Branch a conversation
Branching creates a new path from an earlier message where enabled. It is useful for testing an alternative prompt, model, or approach without overwriting the existing path.
A branch copies relevant prior conversation content into another message path. Review inherited files, sources, and secrets before sharing or continuing it.
Use a new conversation instead when the new task should not inherit the original context.
Share and clone
Where enabled, sharing creates a view or snapshot that another person can open. Cloning lets an authorized viewer continue from copied content in their own context.
Treat a shared conversation as a deliberate publication step:
- Read the complete message path that will be shared.
- Remove or avoid secrets, credentials, private URLs, personal data, and confidential attachments.
- Check generated output and tool results, not only user prompts.
- Confirm the intended audience and link controls.
- Open the shared result as a viewer and verify what is exposed.
A shared snapshot does not grant access to the original private workspaces or live tools. Conversely, a copied message can still disclose information that was generated from private context. Permissions on the source do not redact prose already present in a snapshot.
Prevent secrets in shared snapshots
Never place access tokens, API keys, bearer credentials, session cookies, or private embed keys in a prompt.

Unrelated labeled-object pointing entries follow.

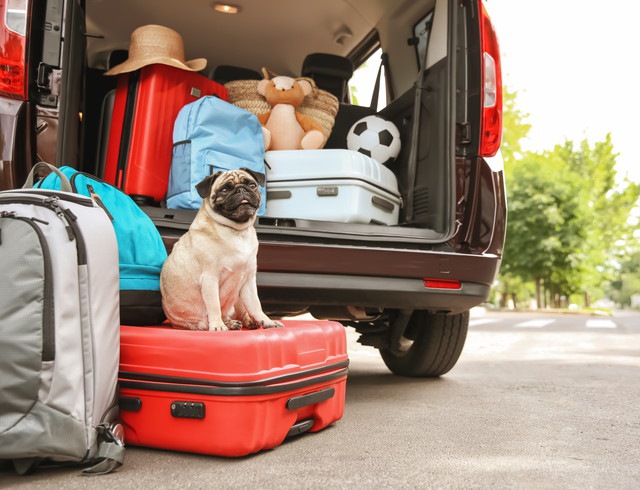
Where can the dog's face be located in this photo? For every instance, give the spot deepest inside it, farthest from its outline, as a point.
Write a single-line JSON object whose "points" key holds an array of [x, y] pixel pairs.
{"points": [[233, 194]]}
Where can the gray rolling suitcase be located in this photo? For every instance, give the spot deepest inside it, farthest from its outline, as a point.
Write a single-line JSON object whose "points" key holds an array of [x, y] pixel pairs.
{"points": [[59, 331]]}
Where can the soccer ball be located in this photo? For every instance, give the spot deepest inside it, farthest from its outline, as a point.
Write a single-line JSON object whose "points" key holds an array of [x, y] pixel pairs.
{"points": [[376, 138]]}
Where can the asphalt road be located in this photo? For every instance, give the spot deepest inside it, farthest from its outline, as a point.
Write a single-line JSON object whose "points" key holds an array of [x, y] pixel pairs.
{"points": [[536, 401]]}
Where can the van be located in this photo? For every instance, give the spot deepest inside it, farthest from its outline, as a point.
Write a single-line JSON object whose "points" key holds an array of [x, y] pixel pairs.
{"points": [[430, 67]]}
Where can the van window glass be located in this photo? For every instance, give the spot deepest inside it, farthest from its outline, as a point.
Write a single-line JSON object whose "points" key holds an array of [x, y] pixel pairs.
{"points": [[362, 83], [421, 36]]}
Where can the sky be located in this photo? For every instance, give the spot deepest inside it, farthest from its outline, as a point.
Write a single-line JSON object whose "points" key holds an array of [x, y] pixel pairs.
{"points": [[574, 65]]}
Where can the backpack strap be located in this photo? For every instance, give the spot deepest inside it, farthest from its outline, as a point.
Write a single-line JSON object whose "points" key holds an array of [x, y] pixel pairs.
{"points": [[110, 452], [65, 185]]}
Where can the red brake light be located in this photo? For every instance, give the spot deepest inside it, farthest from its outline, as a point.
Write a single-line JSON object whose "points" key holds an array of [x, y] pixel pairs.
{"points": [[13, 48], [442, 283], [491, 131]]}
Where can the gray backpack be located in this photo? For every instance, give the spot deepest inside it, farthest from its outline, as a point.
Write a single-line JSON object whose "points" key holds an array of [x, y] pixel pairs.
{"points": [[59, 331]]}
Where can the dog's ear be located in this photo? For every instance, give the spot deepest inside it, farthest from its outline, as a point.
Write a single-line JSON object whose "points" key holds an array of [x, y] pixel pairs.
{"points": [[204, 187], [260, 177]]}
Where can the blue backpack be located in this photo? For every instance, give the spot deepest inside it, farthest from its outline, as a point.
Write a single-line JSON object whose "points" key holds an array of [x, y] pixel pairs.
{"points": [[141, 251], [210, 135]]}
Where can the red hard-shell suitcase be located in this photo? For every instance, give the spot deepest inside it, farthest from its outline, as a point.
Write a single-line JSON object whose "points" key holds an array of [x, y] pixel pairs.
{"points": [[146, 105], [230, 393]]}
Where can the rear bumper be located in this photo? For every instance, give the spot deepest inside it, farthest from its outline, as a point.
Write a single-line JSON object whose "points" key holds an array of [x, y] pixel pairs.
{"points": [[309, 289]]}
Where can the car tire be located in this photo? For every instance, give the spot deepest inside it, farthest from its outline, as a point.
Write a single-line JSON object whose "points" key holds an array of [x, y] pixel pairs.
{"points": [[430, 345]]}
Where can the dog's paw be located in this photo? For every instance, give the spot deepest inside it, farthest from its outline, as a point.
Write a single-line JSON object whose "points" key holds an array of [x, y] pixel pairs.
{"points": [[218, 328], [273, 324], [233, 324]]}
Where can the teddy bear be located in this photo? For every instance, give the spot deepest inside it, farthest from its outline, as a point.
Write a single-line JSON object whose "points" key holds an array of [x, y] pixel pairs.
{"points": [[285, 128]]}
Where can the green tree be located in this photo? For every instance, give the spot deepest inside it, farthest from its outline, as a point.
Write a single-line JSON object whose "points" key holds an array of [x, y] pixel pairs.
{"points": [[514, 129], [546, 226]]}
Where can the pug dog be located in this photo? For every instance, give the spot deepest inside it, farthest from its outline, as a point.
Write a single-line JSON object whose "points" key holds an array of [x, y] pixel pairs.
{"points": [[208, 281]]}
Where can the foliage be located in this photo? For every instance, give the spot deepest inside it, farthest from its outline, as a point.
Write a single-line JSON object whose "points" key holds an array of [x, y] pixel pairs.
{"points": [[569, 220]]}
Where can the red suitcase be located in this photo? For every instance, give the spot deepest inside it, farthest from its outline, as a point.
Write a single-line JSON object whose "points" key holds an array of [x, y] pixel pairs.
{"points": [[230, 393], [146, 105]]}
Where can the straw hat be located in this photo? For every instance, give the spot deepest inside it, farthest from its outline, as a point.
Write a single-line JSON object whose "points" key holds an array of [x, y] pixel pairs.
{"points": [[156, 44]]}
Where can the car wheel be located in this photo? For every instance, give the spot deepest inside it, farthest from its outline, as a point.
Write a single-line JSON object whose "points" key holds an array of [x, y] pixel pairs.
{"points": [[430, 345]]}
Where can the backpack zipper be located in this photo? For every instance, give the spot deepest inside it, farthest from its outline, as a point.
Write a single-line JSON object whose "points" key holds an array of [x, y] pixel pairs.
{"points": [[52, 202], [48, 314]]}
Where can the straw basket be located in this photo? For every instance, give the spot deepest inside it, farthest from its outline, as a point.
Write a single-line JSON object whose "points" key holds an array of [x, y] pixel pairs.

Use placeholders in examples.
If a secret entered a conversation:
- Stop using the secret.
- Revoke or rotate it in the issuing system.
- Do not share, clone, or branch the affected path.
- Delete or restrict the conversation according to available retention controls.
- Report the exposure through your organization's security process.
Editing a later message does not make an exposed credential safe again.
Host-owned embed persistence
An embed can run statefully through Usable Chat or statelessly with the parent application storing history. In a parent-owned design, the host must preserve message order, branch identity, tool results, and user authorization.
Do not store embed conversation data in browser storage when the content requires stronger controls. Use an authenticated backend and a documented retention policy.
Troubleshooting
A previous chat is missing
Confirm the signed-in account and whether the chat was stateful, temporary, shared, or host-owned. Search by a stable title if available.
A long chat forgot a constraint
Look for a compaction notice, restate the constraint, and re-add its authoritative source. Start a new chat if exact detail is critical.
A viewer cannot open a shared link
The link may be disabled, expired, or restricted. Confirm the current sharing controls without broadening access to the source workspace.
A clone lacks tools or context
Cloning copies conversation content, not every permission or runtime capability. The viewer needs their own model, tool, and workspace access.